Ernie Boch Jr., CEO and president of Subaru of New England and Boch Enterprises, visited the Tisbury School Wednesday morning to present a check for $34,000 that will cover the entire cost of the annual eighth grade trip to Washington, D.C., next month.

But it was not that easy to give the money away, Mr. Boch told The Times and school officials, as he recounted a phone call to the school office in December.

“One of the fundraising initiatives that has been going on for years is we send out appeal letters to raise funds for the trip,” Tisbury School principal John Custer said.

Mr. Boch said that he opened the letter and immediately called the school with the intention to donate, but the man who answered the phone told Mr. Boch he’d have to schedule a phone call if he wanted to talk to the principal.

The Boch name is well-known in New England, where Mr. Boch’s father created the signature television commercial line, “Come on down.”

Laughing, Mr. Boch said that the person who answered the phone obviously wasn’t from the area.

“I called and asked for John — you would have thought that I asked for Obama,” Mr. Boch said. He told the person on the other end to put the phone down and tell those around him who was calling.

“I never do that,” Mr.
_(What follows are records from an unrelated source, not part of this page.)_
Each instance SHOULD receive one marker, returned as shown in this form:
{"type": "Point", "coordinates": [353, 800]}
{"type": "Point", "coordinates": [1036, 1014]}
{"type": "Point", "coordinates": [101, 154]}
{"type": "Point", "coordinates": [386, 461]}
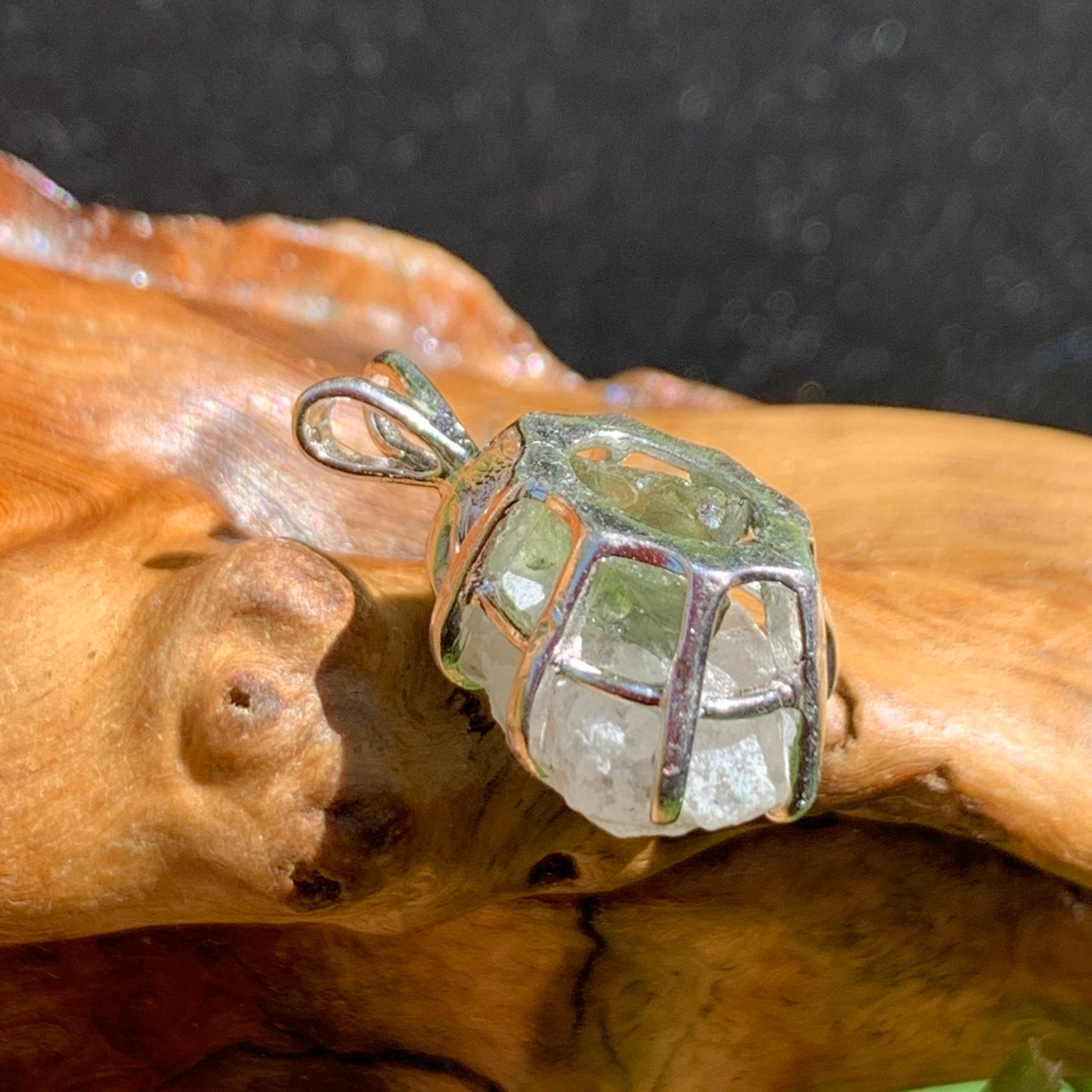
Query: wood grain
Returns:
{"type": "Point", "coordinates": [221, 717]}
Boch said. But he was concerned that if he did not make the contact with Mr. Custer that day, business would intervene and he would go on to something else.

The man returned to the phone and told Mr. Boch that Mr. Custer would be right with him.
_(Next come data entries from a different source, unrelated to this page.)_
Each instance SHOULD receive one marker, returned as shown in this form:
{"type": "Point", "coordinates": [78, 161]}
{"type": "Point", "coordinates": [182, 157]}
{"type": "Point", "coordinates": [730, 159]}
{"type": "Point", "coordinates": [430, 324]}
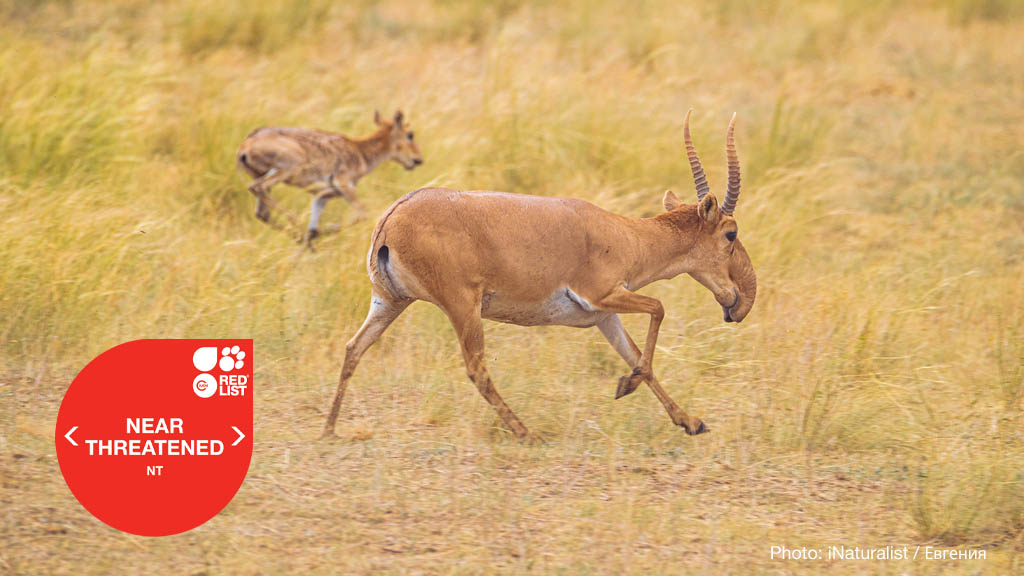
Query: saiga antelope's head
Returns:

“It was Dec. 5,” Mr. Custer chimed in. “I have it marked on my calendar.”

Mr. Boch’s donation was a welcome gift for parents, who bear the brunt of annual fundraising throughout the year. He also funded the trip in 2011.

When Mr. Boch walked into the gym Wednesday, the 31 eighth grade students who will make the trip filled the bleachers, and the school band was lined up ready to entertain Mr. Boch, who is a serious amateur musician.
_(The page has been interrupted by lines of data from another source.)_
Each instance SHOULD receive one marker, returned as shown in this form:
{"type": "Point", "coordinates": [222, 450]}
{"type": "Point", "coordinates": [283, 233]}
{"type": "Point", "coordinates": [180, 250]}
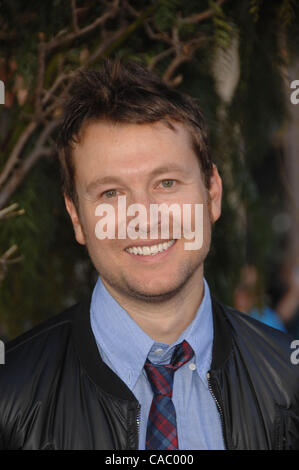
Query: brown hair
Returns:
{"type": "Point", "coordinates": [125, 93]}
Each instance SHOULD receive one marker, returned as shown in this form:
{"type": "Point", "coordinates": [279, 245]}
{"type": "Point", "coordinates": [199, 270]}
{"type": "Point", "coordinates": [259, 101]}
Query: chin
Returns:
{"type": "Point", "coordinates": [155, 291]}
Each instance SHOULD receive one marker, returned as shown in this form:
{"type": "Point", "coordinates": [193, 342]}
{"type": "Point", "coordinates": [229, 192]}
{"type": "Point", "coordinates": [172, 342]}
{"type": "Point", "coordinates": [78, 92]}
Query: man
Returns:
{"type": "Point", "coordinates": [151, 361]}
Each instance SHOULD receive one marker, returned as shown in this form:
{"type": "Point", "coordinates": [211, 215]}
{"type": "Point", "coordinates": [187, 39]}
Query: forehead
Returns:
{"type": "Point", "coordinates": [127, 147]}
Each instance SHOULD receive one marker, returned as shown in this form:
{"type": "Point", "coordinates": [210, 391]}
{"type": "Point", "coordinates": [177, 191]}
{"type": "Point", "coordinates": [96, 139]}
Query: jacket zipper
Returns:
{"type": "Point", "coordinates": [138, 423]}
{"type": "Point", "coordinates": [219, 409]}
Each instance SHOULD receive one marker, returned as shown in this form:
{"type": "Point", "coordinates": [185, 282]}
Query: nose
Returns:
{"type": "Point", "coordinates": [139, 205]}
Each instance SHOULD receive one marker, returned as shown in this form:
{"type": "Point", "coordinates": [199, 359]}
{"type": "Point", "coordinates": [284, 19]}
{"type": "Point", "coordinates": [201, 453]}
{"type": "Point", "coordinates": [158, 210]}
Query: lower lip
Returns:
{"type": "Point", "coordinates": [152, 258]}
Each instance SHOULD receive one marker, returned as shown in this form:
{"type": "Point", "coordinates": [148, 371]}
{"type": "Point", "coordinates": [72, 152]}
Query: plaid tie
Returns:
{"type": "Point", "coordinates": [161, 426]}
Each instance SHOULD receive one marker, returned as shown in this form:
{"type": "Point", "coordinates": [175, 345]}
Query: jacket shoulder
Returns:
{"type": "Point", "coordinates": [42, 346]}
{"type": "Point", "coordinates": [265, 350]}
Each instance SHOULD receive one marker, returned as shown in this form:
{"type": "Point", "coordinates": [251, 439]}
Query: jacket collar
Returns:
{"type": "Point", "coordinates": [105, 378]}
After he presented the ceremonial check, Mr. Boch, a seasonal Edgartown resident, spoke to the students about his love of the Vineyard, which he has visited since 1966.

“I was in love with it the second I came,” Mr. Boch told the eighth graders. “It was different then … People were coming to visit, to hang out.”

He told them that his own daughter was also in eighth grade, and would be taking her own class trip to Washington, D.C., next weekend.

Mr. Custer presented Mr. Boch with a framed thank-you letter from the eighth grade class, and a watercolor painting of the school, along with Tisbury School memorabilia.

Speaking to The Times, Mr. Boch recalled his first memory of the Vineyard, back in 1966.

“I was walking down to the Vineyard Haven Marina — which I owned for six years — and everyone had a little TV with [an] antenna,” he said.

He was surprised to see everyone watching television. It turned out, he said, that he arrived during the airing of the final episode of the popular TV show The Fugitive. “That’s how I remember it was 1966,” he said.

Mr. Boch recalled, again, how the Island has changed.

“It was less of a status symbol,” he said. “But I love it now and I always will.”

Mr. Boch is a well-known personality, with a reputation for philanthropy on and off the Vineyard.

In December 2012, he contributed $70,000 to Edgartown to help outfit a new police and fire search-and-rescue boat. In December 2011, he donated a specially equipped vehicle for the Island’s new K-9 unit, to help Buster, a specially trained drug-sniffing dog, combat drug abuse.